Für mich macht eine gute Crimeserie aus, dass sie erinnerungswürdige Charaktere und  intelligente Fälle hat, sehr gerne nach dem „Mord der Woche“-Prinzip. Wenn ihr Empfehlungen für mich habt, sehr gerne her damit! Ich habe nämlich das Gefühl, dass das Genre langsam ausstirbt und nur noch die angefangenen Serien beendet werden, aber wenige neue erscheinen. 

Balthazar – Staffel 1*

Die Handlung: Raphael Balthazar (Tomer Sisley) ist Gerichtsmediziner. Er assistiert Captain Helene Bach (Helene de Fougerolles) und ihrem Team am Tatort und führt mit seinem Team dann die Obduktionen durch. Doch sein scharfer Verstand und seine stummen Dialoge mit den Opfern führen dazu, dass er auch bei den Ermittlungen mithilft und meist die zündende Idee hat.
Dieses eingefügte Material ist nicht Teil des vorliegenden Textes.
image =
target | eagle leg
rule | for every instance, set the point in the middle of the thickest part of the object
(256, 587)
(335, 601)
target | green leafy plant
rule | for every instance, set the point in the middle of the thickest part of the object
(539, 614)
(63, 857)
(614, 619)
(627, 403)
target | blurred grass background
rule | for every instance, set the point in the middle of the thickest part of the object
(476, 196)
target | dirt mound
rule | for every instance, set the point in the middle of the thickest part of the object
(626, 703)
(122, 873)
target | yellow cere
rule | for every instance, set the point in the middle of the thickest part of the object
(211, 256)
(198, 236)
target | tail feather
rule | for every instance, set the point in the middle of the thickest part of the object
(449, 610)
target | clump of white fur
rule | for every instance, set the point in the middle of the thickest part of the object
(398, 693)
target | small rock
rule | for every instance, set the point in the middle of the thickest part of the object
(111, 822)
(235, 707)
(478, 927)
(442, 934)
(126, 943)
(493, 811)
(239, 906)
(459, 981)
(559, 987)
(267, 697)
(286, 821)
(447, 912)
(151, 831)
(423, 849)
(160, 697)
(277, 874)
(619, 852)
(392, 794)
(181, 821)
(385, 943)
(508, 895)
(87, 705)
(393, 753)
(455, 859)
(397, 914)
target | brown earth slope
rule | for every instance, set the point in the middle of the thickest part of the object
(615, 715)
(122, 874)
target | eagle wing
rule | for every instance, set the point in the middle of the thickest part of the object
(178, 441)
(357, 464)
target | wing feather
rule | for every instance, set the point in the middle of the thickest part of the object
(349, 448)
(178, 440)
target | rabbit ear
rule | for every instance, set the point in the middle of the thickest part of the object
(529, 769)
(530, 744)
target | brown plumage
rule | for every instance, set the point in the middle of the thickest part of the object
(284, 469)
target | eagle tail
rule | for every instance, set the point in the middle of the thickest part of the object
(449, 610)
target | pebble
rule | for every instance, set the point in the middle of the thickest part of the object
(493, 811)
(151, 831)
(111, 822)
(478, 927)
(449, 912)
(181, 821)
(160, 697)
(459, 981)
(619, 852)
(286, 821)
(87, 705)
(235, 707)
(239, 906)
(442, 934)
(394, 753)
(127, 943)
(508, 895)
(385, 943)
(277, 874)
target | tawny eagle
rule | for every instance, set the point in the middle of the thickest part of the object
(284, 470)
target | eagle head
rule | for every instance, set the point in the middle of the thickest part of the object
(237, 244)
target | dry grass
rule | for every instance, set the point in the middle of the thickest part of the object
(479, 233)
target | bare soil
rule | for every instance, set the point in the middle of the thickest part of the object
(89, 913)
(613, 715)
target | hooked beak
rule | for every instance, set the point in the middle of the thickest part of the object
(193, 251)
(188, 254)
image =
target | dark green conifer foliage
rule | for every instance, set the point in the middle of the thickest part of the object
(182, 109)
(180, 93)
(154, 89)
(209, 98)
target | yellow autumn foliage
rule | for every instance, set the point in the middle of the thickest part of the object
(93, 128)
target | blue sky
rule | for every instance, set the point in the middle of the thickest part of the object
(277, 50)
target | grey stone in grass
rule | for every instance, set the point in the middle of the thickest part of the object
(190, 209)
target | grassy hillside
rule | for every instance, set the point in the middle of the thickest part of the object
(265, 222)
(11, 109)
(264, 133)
Meine Meinung: Einen ausführlichen Beitrag habe ich euch bereits geschrieben, ihr findet ihn hier. Kurzzusammengefasst ist die Serie durch den französischen Charme sehr erfrischend, hat spannende Fälle und ein großes Geheimnis im Hintergrund. Schade, dass die Nebencharaktere sehr blass bleiben.

The Mentalist – Staffel 1-4

Die Handlung: Patrick Jane (Simon Baker) war jahrelang als Medium unterwegs und zockte ahnungslose Kunden ab. Als er sich bei einem Fernsehinterview mit dem Serienkiller „Red John“ anlegt, tötet dieser seine Frau und seine Tochter. Daraufhin hängt er den Mentalistenjob an den Nagel und arbeitet jetzt als Berater beim CBI. Dort stößt er mit seiner selbstherrlichen Art und bewusst anderen Art zu denken an, hat aber eine hohe Verbrechensaufklärungsrate.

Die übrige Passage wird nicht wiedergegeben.